Note: Some examples may be loud, dissonant, and/or jarring. Hearing discretion is advised.
Design
The way in which pointillism outputs audio is by writing sample by sample into a 32-bit floating
point .wav file. Internal calculations use 64-bit floating points.
For convenience, the Signal trait is provided. Types implementing this trait generate sample data
frame by frame. If the type also implements SignalMut, it can be advanced or retriggered.
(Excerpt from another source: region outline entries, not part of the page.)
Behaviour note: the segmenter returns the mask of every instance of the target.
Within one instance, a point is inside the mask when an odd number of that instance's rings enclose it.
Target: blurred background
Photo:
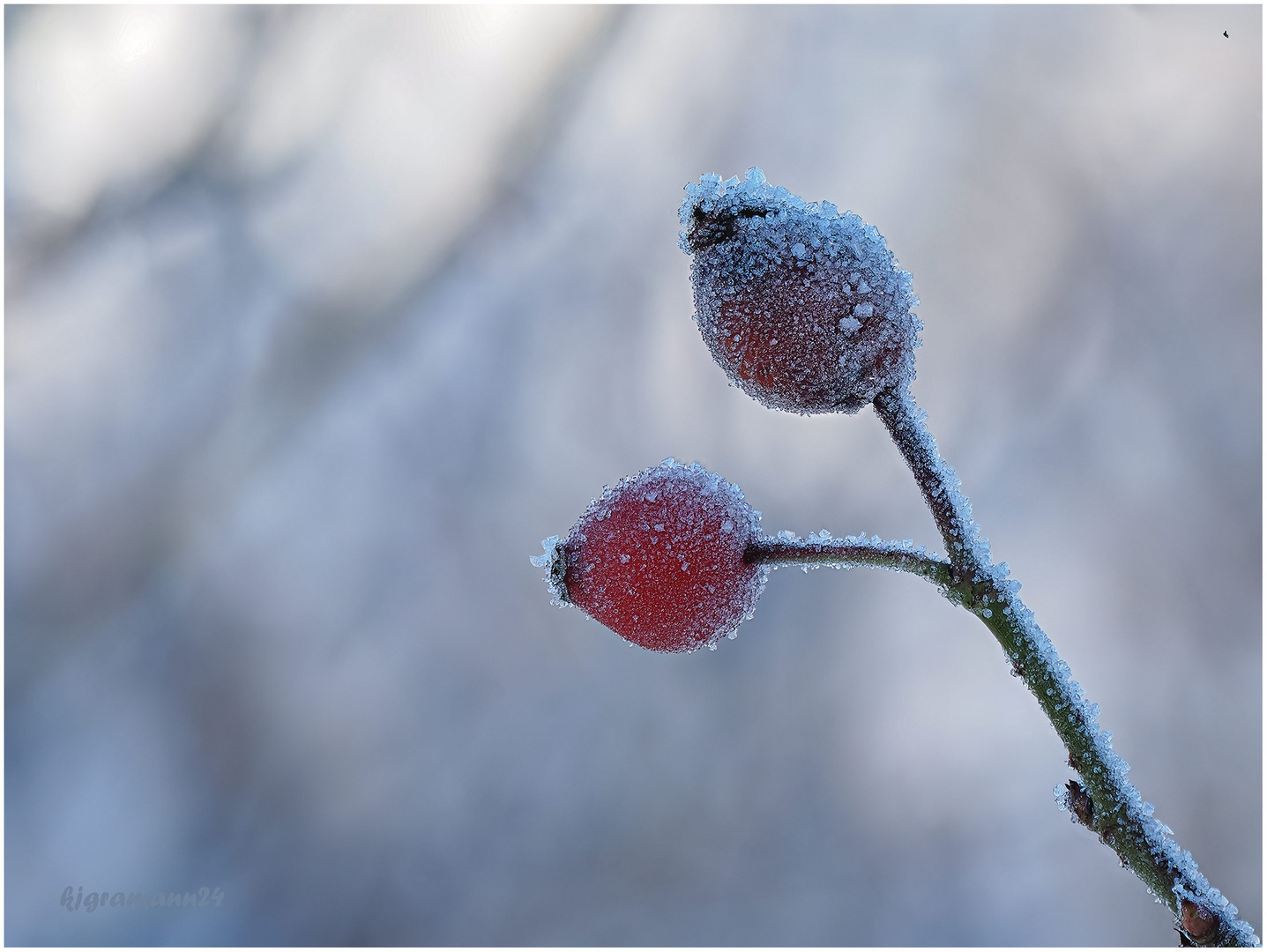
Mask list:
[[[914,273],[995,557],[1261,928],[1261,47],[1258,6],[6,6],[5,941],[1175,944],[925,582],[780,571],[691,656],[550,605],[540,541],[668,456],[768,533],[940,547],[870,410],[699,341],[683,185],[753,165]]]

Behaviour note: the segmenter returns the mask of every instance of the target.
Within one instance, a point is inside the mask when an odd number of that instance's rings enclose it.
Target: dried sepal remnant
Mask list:
[[[555,601],[634,644],[685,652],[750,618],[767,568],[744,560],[760,538],[744,494],[698,463],[665,460],[604,489],[568,533],[546,539]]]
[[[746,177],[701,176],[680,210],[696,323],[749,396],[792,413],[855,413],[915,377],[911,276],[873,225]]]

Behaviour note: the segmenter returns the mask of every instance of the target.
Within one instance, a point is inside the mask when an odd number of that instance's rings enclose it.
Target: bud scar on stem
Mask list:
[[[687,186],[680,247],[692,256],[696,324],[731,382],[765,406],[856,413],[870,404],[929,506],[948,558],[908,542],[827,533],[770,538],[739,487],[698,463],[627,476],[595,499],[566,539],[532,561],[557,604],[570,604],[654,651],[715,648],[751,618],[770,567],[875,566],[906,571],[976,614],[1024,679],[1082,782],[1062,809],[1092,829],[1175,915],[1192,944],[1257,946],[1237,908],[1213,889],[1126,779],[1077,681],[1016,596],[1020,584],[972,519],[910,386],[921,323],[911,276],[874,227],[829,203],[704,175]]]

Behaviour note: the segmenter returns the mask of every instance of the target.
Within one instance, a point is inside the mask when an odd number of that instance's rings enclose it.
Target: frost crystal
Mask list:
[[[765,181],[701,176],[680,210],[696,323],[746,394],[778,410],[855,413],[915,377],[911,276],[873,225]]]
[[[564,542],[546,539],[555,600],[653,651],[715,647],[751,618],[768,571],[744,561],[761,514],[698,463],[665,460],[589,504]],[[557,579],[557,589],[555,585]]]

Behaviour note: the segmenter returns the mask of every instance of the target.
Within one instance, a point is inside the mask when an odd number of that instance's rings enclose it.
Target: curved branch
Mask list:
[[[873,566],[919,575],[939,589],[949,589],[953,585],[950,563],[944,558],[938,558],[924,548],[906,542],[881,542],[878,537],[872,537],[869,541],[862,536],[844,539],[811,536],[808,539],[801,539],[780,532],[773,538],[765,537],[751,543],[744,552],[744,561],[772,568]]]
[[[1020,582],[1007,577],[1007,565],[990,562],[972,506],[959,492],[959,480],[938,452],[910,391],[882,392],[874,406],[915,473],[945,541],[950,566],[935,560],[949,570],[943,594],[995,634],[1014,673],[1024,679],[1064,742],[1069,766],[1082,777],[1082,784],[1069,781],[1062,809],[1098,834],[1169,908],[1188,943],[1259,944],[1249,924],[1237,918],[1237,908],[1210,886],[1192,855],[1180,849],[1172,830],[1153,818],[1152,804],[1144,803],[1126,779],[1130,767],[1112,749],[1111,734],[1100,728],[1100,705],[1083,696],[1069,666],[1034,623],[1034,613],[1016,596]]]

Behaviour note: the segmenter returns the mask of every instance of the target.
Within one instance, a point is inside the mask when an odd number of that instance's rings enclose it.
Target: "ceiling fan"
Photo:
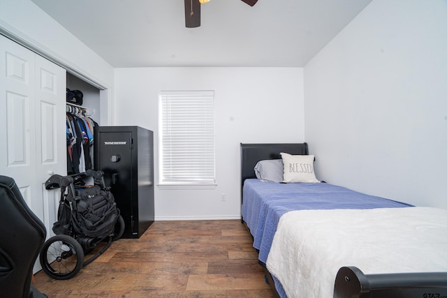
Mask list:
[[[186,28],[196,28],[200,26],[200,3],[210,0],[184,0],[184,20]],[[258,0],[242,0],[250,6],[253,6]]]

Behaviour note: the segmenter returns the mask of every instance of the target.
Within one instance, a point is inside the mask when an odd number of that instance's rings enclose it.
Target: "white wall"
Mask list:
[[[447,1],[374,0],[304,74],[320,179],[447,207]]]
[[[0,28],[18,35],[98,84],[112,89],[112,66],[30,0],[0,0]]]
[[[241,142],[304,142],[302,69],[147,68],[115,70],[115,124],[154,133],[158,183],[158,103],[161,90],[214,90],[214,190],[155,187],[156,220],[239,218]],[[221,202],[221,194],[226,201]]]

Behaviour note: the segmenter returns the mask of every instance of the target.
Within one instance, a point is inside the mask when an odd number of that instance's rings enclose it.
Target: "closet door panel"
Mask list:
[[[60,189],[47,191],[45,181],[53,174],[66,174],[65,140],[66,71],[50,61],[36,57],[37,180],[42,200],[36,209],[47,227],[56,221]],[[47,229],[48,237],[53,234]]]
[[[0,36],[0,173],[15,180],[30,207],[38,193],[34,56]]]

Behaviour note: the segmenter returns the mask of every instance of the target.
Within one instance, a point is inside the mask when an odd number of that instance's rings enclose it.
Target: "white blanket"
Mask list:
[[[338,269],[447,271],[447,210],[302,210],[281,218],[267,268],[289,298],[332,297]]]

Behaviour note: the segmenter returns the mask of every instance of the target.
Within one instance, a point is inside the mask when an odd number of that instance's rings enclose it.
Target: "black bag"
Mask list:
[[[84,94],[80,90],[70,90],[66,89],[66,102],[74,103],[78,105],[82,105]]]
[[[113,195],[96,185],[76,190],[76,209],[73,214],[78,234],[105,238],[113,232],[119,215]]]

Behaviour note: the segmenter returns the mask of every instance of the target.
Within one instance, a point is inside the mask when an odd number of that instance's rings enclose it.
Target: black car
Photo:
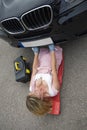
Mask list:
[[[14,47],[60,44],[87,34],[87,0],[0,0],[0,38]]]

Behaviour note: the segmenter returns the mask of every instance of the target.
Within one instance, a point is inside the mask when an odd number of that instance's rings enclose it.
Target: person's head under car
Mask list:
[[[52,111],[52,98],[58,94],[60,85],[57,76],[56,66],[56,56],[55,53],[59,48],[55,49],[54,44],[50,44],[49,51],[39,50],[38,47],[34,47],[34,61],[33,61],[33,71],[30,81],[29,94],[26,98],[26,106],[30,112],[35,115],[45,115]],[[58,55],[59,53],[57,53]],[[62,54],[62,51],[61,51]],[[39,57],[41,56],[41,64]],[[48,57],[48,58],[47,58]],[[49,58],[51,58],[49,64]],[[39,59],[39,60],[38,60]],[[57,58],[59,60],[59,58]],[[38,64],[40,65],[50,65],[50,73],[38,73]],[[42,68],[43,68],[42,67]],[[43,69],[44,70],[44,69]],[[33,80],[34,77],[34,80]],[[34,83],[33,83],[34,82]]]
[[[34,92],[26,99],[27,108],[35,115],[44,115],[52,109],[52,100],[45,81],[38,80]]]

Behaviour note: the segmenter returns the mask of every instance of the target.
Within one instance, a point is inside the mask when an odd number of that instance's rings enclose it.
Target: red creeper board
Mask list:
[[[60,83],[60,88],[62,86],[63,70],[64,70],[64,56],[62,58],[62,62],[58,69],[58,80]],[[53,102],[53,106],[50,114],[59,115],[60,114],[60,92],[55,97],[52,97],[52,102]]]

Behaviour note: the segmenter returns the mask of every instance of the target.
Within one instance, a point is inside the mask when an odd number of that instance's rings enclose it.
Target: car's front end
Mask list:
[[[87,33],[86,16],[86,0],[1,0],[0,37],[15,47],[62,43]]]

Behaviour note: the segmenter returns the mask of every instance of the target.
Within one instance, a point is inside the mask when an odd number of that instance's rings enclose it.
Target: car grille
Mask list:
[[[23,24],[28,30],[36,30],[47,27],[52,22],[52,9],[50,6],[42,6],[22,15]]]
[[[51,6],[44,5],[24,13],[20,18],[12,17],[1,21],[4,30],[9,34],[21,34],[27,30],[37,30],[49,26],[52,22]]]
[[[19,34],[25,31],[18,18],[9,18],[1,22],[3,28],[10,34]]]

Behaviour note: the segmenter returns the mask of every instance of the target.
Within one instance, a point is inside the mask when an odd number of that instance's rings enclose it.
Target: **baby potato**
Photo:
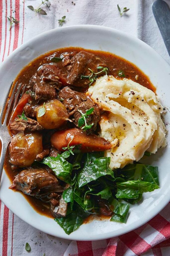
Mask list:
[[[38,114],[40,109],[43,108],[45,109],[45,113],[40,116]],[[54,100],[40,105],[36,108],[36,110],[37,120],[45,129],[58,128],[69,117],[66,108],[58,100]]]
[[[37,132],[19,133],[12,138],[9,150],[12,164],[19,167],[29,166],[43,151],[42,135]]]

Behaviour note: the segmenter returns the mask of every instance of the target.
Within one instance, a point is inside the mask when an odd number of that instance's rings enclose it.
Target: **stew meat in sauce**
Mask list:
[[[24,67],[16,79],[26,87],[10,121],[12,137],[5,168],[12,182],[10,188],[22,191],[41,214],[66,216],[67,204],[62,195],[70,185],[38,162],[47,156],[56,157],[71,140],[70,146],[78,145],[83,152],[110,148],[108,142],[97,135],[101,111],[85,93],[91,71],[97,73],[104,68],[108,74],[117,79],[137,80],[155,90],[148,78],[130,62],[110,53],[77,48],[40,56]],[[99,76],[105,73],[102,72]],[[93,125],[82,131],[82,125],[78,123],[81,116],[79,111],[85,113],[92,108],[93,113],[86,120],[88,125]],[[99,196],[96,200],[101,214],[110,216],[106,201]]]

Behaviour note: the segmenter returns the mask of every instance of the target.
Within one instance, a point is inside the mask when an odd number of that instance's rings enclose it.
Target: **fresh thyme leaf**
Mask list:
[[[62,60],[63,58],[60,58],[60,57],[54,57],[50,60],[52,62],[58,62],[60,60]]]
[[[32,5],[28,5],[27,6],[27,7],[32,11],[34,10],[34,8]]]
[[[82,129],[83,130],[84,132],[85,131],[88,129],[90,129],[94,125],[93,123],[92,123],[91,124],[88,125],[86,121],[86,118],[88,117],[88,115],[89,115],[93,113],[94,111],[94,108],[92,108],[89,109],[88,109],[86,110],[85,113],[83,113],[81,110],[79,109],[78,110],[78,111],[80,112],[82,115],[82,117],[80,118],[78,120],[78,126],[79,127],[80,127],[85,124],[85,125],[82,128]]]
[[[90,76],[81,76],[81,79],[83,79],[84,78],[88,78],[89,79],[90,82],[89,85],[89,86],[95,80],[96,80],[97,77],[97,75],[98,75],[103,72],[105,72],[106,74],[107,75],[107,71],[108,71],[108,69],[107,68],[103,68],[103,67],[101,67],[101,66],[99,66],[98,67],[97,67],[96,68],[97,69],[102,69],[102,70],[100,70],[100,71],[99,71],[97,73],[95,73],[91,69],[90,69],[90,68],[88,68],[88,69],[91,72]]]
[[[47,13],[45,11],[43,10],[43,9],[42,9],[40,6],[43,4],[45,4],[47,7],[49,8],[50,4],[50,3],[48,0],[41,0],[41,3],[40,5],[36,9],[34,9],[32,5],[28,5],[27,6],[27,7],[31,10],[33,11],[33,12],[35,12],[36,13],[40,13],[41,15],[47,15]]]
[[[16,119],[16,121],[20,121],[20,120],[25,120],[25,121],[27,121],[28,120],[28,119],[27,116],[24,114],[24,111],[23,111],[21,115],[18,115],[17,116],[18,117],[18,119]]]
[[[38,117],[41,117],[41,116],[42,116],[45,113],[46,110],[45,108],[45,102],[44,102],[43,106],[40,108],[39,109],[38,113],[37,116]]]
[[[120,8],[118,4],[117,5],[117,9],[119,10],[119,13],[120,13],[120,16],[121,17],[122,16],[122,14],[124,13],[126,13],[130,9],[127,9],[127,7],[124,7],[123,9],[123,10],[122,12],[121,12],[121,10],[120,9]]]
[[[120,77],[124,77],[125,76],[124,71],[122,70],[120,70],[118,72],[118,75]]]
[[[25,244],[25,250],[27,252],[30,252],[31,251],[31,247],[28,243],[26,243]]]
[[[63,23],[64,22],[66,22],[66,20],[65,19],[66,19],[66,16],[64,16],[62,17],[61,19],[58,19],[58,24],[59,25],[59,26],[61,27],[63,25]]]
[[[43,9],[40,9],[39,12],[42,15],[47,15],[47,14],[45,11],[44,10],[43,10]]]
[[[73,148],[74,148],[74,147],[75,147],[75,146],[70,146],[70,144],[72,141],[73,140],[74,138],[74,136],[73,136],[72,138],[71,139],[70,141],[69,144],[67,145],[67,147],[62,147],[62,148],[64,150],[68,150],[70,153],[71,153],[73,155],[74,155],[74,154],[73,152],[73,151],[72,149]]]
[[[150,156],[152,154],[150,152],[149,152],[148,151],[146,151],[144,153],[144,155],[147,156]]]
[[[14,23],[15,24],[17,24],[19,22],[19,20],[17,20],[16,19],[15,19],[14,17],[12,17],[12,16],[10,16],[9,17],[7,17],[7,18],[8,20],[9,20],[10,22],[9,30],[10,30],[12,25]]]

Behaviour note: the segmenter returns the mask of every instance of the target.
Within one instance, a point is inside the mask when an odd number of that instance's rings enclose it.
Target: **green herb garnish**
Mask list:
[[[43,106],[39,109],[37,116],[38,117],[42,116],[45,113],[46,110],[45,108],[45,103],[44,102]]]
[[[60,27],[62,27],[63,25],[63,23],[64,22],[66,22],[66,20],[65,20],[65,19],[66,18],[66,16],[64,16],[63,17],[62,17],[61,18],[61,19],[58,19],[58,24],[59,25],[59,26]]]
[[[130,9],[127,9],[127,7],[124,7],[123,9],[122,12],[121,12],[121,10],[120,9],[120,8],[119,6],[119,4],[117,5],[117,9],[118,9],[120,13],[120,15],[121,17],[122,16],[123,13],[124,13],[127,12],[128,12],[128,11],[129,10],[130,10]]]
[[[28,243],[26,243],[25,244],[25,250],[27,252],[30,252],[31,251],[31,247]]]
[[[80,113],[82,115],[82,117],[80,118],[78,121],[78,126],[79,127],[80,127],[85,124],[85,125],[82,128],[84,132],[88,129],[90,129],[94,124],[94,123],[92,123],[91,124],[88,125],[87,124],[86,121],[86,118],[88,117],[88,115],[89,115],[92,114],[94,110],[94,108],[91,108],[86,110],[86,113],[83,113],[81,110],[79,109],[77,111]]]
[[[46,2],[47,2],[48,3],[47,3]],[[40,13],[40,14],[41,14],[42,15],[47,15],[47,13],[44,10],[43,10],[43,9],[42,9],[40,7],[41,5],[44,4],[46,5],[46,6],[48,8],[49,7],[50,5],[50,3],[48,1],[48,0],[44,0],[43,1],[43,0],[42,0],[41,3],[40,5],[36,9],[34,9],[32,5],[28,5],[27,6],[27,7],[28,8],[29,8],[29,9],[33,11],[33,12],[35,12],[36,14],[37,13]]]
[[[18,119],[16,119],[16,121],[20,121],[20,120],[25,120],[25,121],[27,121],[28,120],[28,119],[24,114],[24,111],[23,111],[21,115],[18,115],[17,116],[18,117]]]
[[[118,72],[118,75],[120,77],[125,77],[125,75],[124,71],[122,70],[120,70]]]
[[[74,148],[74,147],[75,147],[75,146],[71,146],[70,147],[70,144],[73,140],[73,138],[74,136],[73,136],[71,139],[69,143],[67,145],[67,147],[64,147],[62,148],[62,149],[63,149],[64,150],[68,150],[68,151],[69,151],[70,153],[73,155],[74,155],[74,154],[73,152],[72,149],[73,148]]]
[[[10,17],[7,17],[7,18],[8,20],[9,20],[10,22],[10,26],[9,29],[9,30],[10,30],[12,25],[13,23],[14,23],[15,24],[18,24],[19,22],[19,20],[17,20],[16,19],[15,19],[14,17],[12,17],[12,16],[10,16]]]
[[[149,152],[148,151],[146,151],[144,153],[144,155],[146,156],[150,156],[152,154],[150,152]]]
[[[107,74],[107,71],[108,71],[108,69],[107,68],[103,68],[103,67],[101,67],[100,66],[97,67],[97,69],[102,69],[102,70],[98,72],[97,73],[95,73],[93,70],[91,70],[90,68],[88,68],[88,69],[91,72],[91,74],[90,76],[81,76],[81,79],[83,79],[84,78],[88,78],[90,82],[89,85],[90,86],[92,83],[97,79],[97,75],[100,74],[103,72],[105,72],[106,75]]]

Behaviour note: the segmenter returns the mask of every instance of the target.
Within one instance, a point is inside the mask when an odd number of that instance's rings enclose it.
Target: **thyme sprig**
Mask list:
[[[121,17],[122,17],[122,15],[124,13],[126,13],[127,12],[128,12],[128,11],[129,11],[130,10],[130,9],[127,9],[127,7],[124,7],[123,9],[123,10],[122,11],[122,12],[119,6],[119,4],[117,5],[117,9],[118,9],[119,11],[119,12]]]
[[[74,154],[73,152],[73,151],[72,149],[73,148],[74,148],[74,147],[75,147],[75,145],[74,146],[70,146],[70,144],[72,141],[73,140],[74,138],[74,136],[73,136],[73,137],[71,140],[70,141],[69,143],[68,143],[68,145],[67,145],[67,147],[62,147],[62,148],[64,150],[68,150],[69,151],[70,153],[71,153],[72,155],[74,155]]]
[[[58,24],[59,27],[62,27],[63,25],[64,22],[66,22],[66,16],[64,16],[62,17],[61,19],[58,19]]]
[[[28,119],[27,118],[25,115],[24,114],[24,111],[23,111],[21,115],[18,115],[17,116],[18,118],[17,119],[16,119],[16,121],[20,121],[21,120],[25,120],[25,121],[27,121]]]
[[[103,67],[99,66],[98,67],[97,67],[97,69],[98,70],[101,69],[102,69],[102,70],[97,73],[95,73],[90,68],[88,68],[88,70],[91,72],[91,74],[90,76],[81,76],[81,79],[83,79],[84,78],[88,78],[90,82],[89,84],[89,86],[90,86],[91,84],[96,80],[97,77],[97,75],[98,75],[103,72],[105,72],[105,74],[107,74],[107,71],[108,71],[108,69],[107,68],[103,68]]]
[[[12,25],[13,23],[14,23],[15,24],[18,24],[19,22],[19,20],[17,20],[16,19],[15,19],[14,17],[12,17],[12,16],[7,17],[7,18],[8,20],[9,20],[10,22],[10,26],[9,29],[9,31],[10,30]]]
[[[94,123],[92,123],[91,124],[88,125],[86,121],[86,118],[88,117],[88,116],[92,114],[94,111],[94,108],[92,108],[86,110],[85,113],[83,113],[81,110],[79,109],[77,110],[77,111],[80,112],[82,115],[81,117],[80,118],[78,121],[78,126],[79,127],[80,127],[85,124],[85,125],[81,128],[84,132],[85,132],[88,129],[90,129],[94,124]]]
[[[44,10],[42,9],[41,6],[43,4],[45,4],[48,8],[49,8],[50,6],[50,2],[49,2],[49,0],[41,0],[41,3],[36,9],[34,9],[32,5],[28,5],[27,7],[31,10],[35,12],[36,14],[40,13],[42,15],[47,15],[47,13]]]

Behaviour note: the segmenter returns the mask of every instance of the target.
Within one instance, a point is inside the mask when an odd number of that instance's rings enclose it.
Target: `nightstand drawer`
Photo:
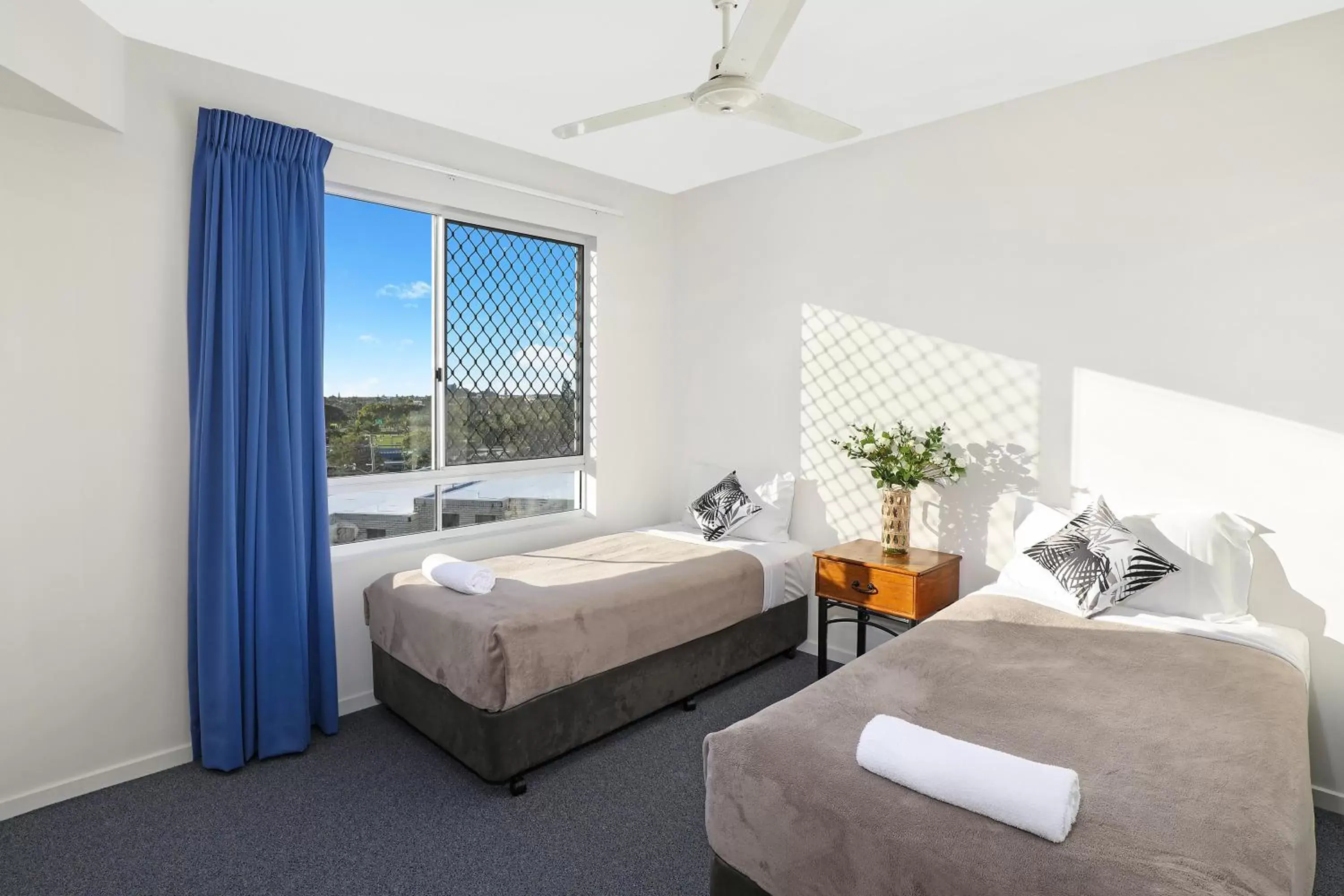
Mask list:
[[[817,557],[817,596],[915,618],[915,576]]]

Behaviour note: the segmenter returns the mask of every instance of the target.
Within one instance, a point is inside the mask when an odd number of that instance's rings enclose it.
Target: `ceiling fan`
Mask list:
[[[551,133],[569,140],[691,107],[714,116],[741,116],[824,142],[862,133],[853,125],[761,91],[761,82],[789,36],[804,0],[751,0],[735,31],[732,9],[738,5],[737,0],[711,3],[723,19],[723,48],[714,54],[708,81],[691,93],[574,121]]]

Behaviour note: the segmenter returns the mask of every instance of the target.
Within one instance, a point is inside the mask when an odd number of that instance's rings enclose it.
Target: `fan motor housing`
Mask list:
[[[691,94],[696,109],[715,116],[745,111],[759,98],[761,87],[738,75],[710,78]]]

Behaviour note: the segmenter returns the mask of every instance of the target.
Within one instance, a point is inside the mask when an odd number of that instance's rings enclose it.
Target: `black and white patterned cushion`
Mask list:
[[[1097,498],[1064,528],[1024,551],[1054,575],[1083,615],[1094,617],[1132,598],[1180,567],[1140,541]]]
[[[742,490],[738,472],[734,470],[691,501],[687,509],[704,533],[704,540],[718,541],[759,513],[762,508],[753,504],[751,497]]]

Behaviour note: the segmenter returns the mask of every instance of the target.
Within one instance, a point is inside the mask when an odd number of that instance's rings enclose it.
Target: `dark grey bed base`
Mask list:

Signals may be composed to create more complex signals, using for instance the MapSgn and MutSgn
structs. Moreover, you can implement the Signal and SignalMut traits for your own structs,
giving you vast control over the samples you're producing.
Signals that generate audio on their own are called generators. Their names are suffixed by Gen.
Signals that modify the output from another signal are called effects.
Compile-time
You can think of pointillism as a compile-time modular synthesizer, where every new struct is its own module.
Advantages of this design are extensibility and generality. It's relatively easy to create a highly customizable and complex signal with many layers by composing some functions together.
The downside is that these synths end up having unwieldy type signatures. Moreso, it's really hard to build synths in real time.
Versions
The following versions of pointillism exist:
- 0.1.0 - 0.1.7: very early versions, have been yanked from
crates. - 0.2.0 - 0.2.10: more stable versions, but still subject to drastic change.
- 0.3.0+: stable versions, tracked by a changelog.